UK recovery still unbalanced and unstable
Posted on December 03, 2014 by Paul Mac Flynn
Chancellor George Osborne's Autumn Statement contained few new announcements and some decidedly grim long-term trends for the UK economy. There were further details given on pre-announced infrastructural spending on house building, roads and rail in addition to earmarked funding for established science and research. The chancellor also outlined a major reform to the way stamp duty is levied in the United Kingdom, removing the "cliff edge" that exists as the price of a property moves between established bands. While reform of this tax is welcome, it could be perceived as a further attempt to boost house prices and activity in teh market. It is estimated that the cost of this policy will be in the region of £800m annually. Air passenger duty was also reduced along with a continuing freeze in fuel duty. There were small uprates to the personal tax allowance and the higher rate band.
The Office for Budget Responsibility's forecasts were also published which confirmed that the UK's GDP would grow by 3% IN 2014. While the OBR figures for 2014 and 2015 have been upgraded since the Budget, the figures for the years 2016-18 have been downgraded. The downward revision casts uncertainty over the future of the UK economy and the sustainability of its current growth path. While government borrowing will fall this year, the deficit is forecast to be higher than at the time of the Budget owing to reduced revenues. In particular the fall-off in income tax revenues raises serious concerns about the growth of low-paid employment across the United Kingdom. On wages, the OBR forecast that they will not return to their pre-crisis levels in the next five years. Additionally the government's spending plans will see spending frozen in 2019-20 indicating real terms cuts for the entire of the next Parliament.

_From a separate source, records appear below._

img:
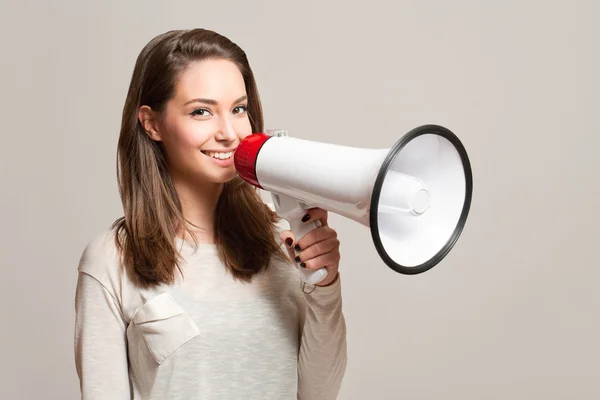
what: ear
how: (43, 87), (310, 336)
(138, 106), (162, 142)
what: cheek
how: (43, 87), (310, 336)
(165, 121), (210, 152)
(235, 118), (252, 140)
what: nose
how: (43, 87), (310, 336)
(215, 117), (237, 142)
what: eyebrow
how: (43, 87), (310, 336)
(184, 96), (248, 106)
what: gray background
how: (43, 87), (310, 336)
(0, 0), (600, 400)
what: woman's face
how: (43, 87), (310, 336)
(149, 59), (252, 183)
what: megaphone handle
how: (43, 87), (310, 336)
(288, 218), (327, 285)
(271, 193), (327, 285)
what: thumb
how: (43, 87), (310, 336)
(279, 230), (296, 260)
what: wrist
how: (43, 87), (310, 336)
(315, 271), (340, 287)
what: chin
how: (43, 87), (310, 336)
(211, 168), (237, 183)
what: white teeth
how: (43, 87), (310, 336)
(204, 151), (233, 160)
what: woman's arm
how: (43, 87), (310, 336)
(75, 272), (131, 400)
(298, 273), (347, 400)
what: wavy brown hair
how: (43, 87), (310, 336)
(112, 29), (286, 287)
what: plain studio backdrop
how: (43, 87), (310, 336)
(0, 0), (600, 400)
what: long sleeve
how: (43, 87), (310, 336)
(298, 276), (347, 400)
(75, 272), (131, 400)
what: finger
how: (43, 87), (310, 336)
(279, 230), (296, 260)
(302, 207), (329, 226)
(300, 251), (340, 271)
(294, 237), (340, 263)
(296, 226), (337, 251)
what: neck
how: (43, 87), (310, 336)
(173, 180), (223, 244)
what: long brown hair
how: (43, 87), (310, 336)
(112, 29), (286, 287)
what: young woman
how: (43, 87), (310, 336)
(75, 29), (346, 400)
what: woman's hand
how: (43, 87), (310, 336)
(279, 207), (340, 286)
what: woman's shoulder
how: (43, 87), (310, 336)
(77, 227), (124, 286)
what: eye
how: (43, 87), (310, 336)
(190, 108), (212, 117)
(233, 106), (248, 114)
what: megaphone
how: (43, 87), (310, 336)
(234, 125), (473, 284)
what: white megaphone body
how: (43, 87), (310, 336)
(234, 125), (473, 284)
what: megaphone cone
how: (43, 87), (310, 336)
(234, 125), (473, 284)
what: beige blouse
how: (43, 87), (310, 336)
(75, 219), (347, 400)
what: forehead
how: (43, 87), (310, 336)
(175, 59), (246, 105)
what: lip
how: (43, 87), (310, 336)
(200, 147), (237, 168)
(200, 147), (237, 153)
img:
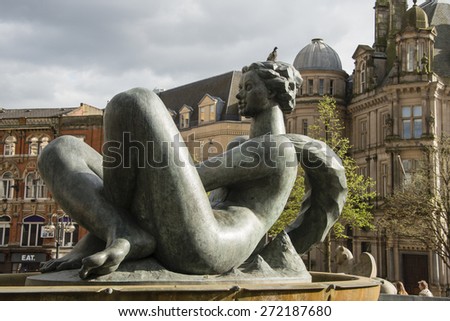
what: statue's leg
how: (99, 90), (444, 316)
(97, 88), (239, 271)
(38, 136), (154, 271)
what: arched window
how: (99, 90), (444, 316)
(3, 136), (17, 156)
(20, 215), (45, 246)
(0, 172), (14, 199)
(58, 216), (78, 247)
(359, 62), (367, 94)
(28, 137), (39, 156)
(39, 136), (50, 154)
(0, 216), (11, 246)
(25, 172), (48, 199)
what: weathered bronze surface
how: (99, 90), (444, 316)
(0, 272), (380, 301)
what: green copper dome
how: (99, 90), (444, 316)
(294, 38), (342, 71)
(402, 4), (430, 30)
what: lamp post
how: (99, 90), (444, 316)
(44, 213), (76, 259)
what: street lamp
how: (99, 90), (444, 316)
(43, 213), (76, 259)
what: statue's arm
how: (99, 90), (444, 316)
(286, 134), (347, 253)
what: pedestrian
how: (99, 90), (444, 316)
(419, 280), (433, 297)
(395, 281), (408, 295)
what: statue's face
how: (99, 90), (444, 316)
(236, 70), (274, 117)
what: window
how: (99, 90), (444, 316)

The significant announcement for Northern Ireland was that the government would legislate to devolve corporation tax powers to Northern Ireland within this parliament, in the event that agreement is reached by political parties in the current round of talks. Given that this talks process also seeks agreement on the implementation of Welfare Reform it seems likely that the impact on NI's public finances from any reduction in corporation tax will face more intense scrutiny. The full cost of any reduction in corporation tax will have to be met by reductions in expenditure on public services in Northern Ireland. Given the scale of the most recent round of cuts announced in the Northern Ireland Draft Budget 2015-16 and the prospect of another spending round reductions from 2016, the cost of cutting corporation tax would prove unsustainable.
Beyond public finance concerns the ability of a reduction in the rate of corporation tax to deliver significant extra economic activity is highly questionable. The nature of the corporation tax base in the Republic of Ireland makes direct comparisons between the corporation tax rates in the two regions inappropriate. Furthermore international opinion is moving against this kind of aggressive tax competition, as evidenced by the OECD announcements earlier this year.
As outlined in the forthcoming NERI Winter QEO, the key to building jobs and boosting wages and productivity in Northern Ireland is through investment in our industrial base. Identifying and supporting key innovation challenges in growth sectors of the economy is the more sustainable, efficient and equitable way to build prosperity.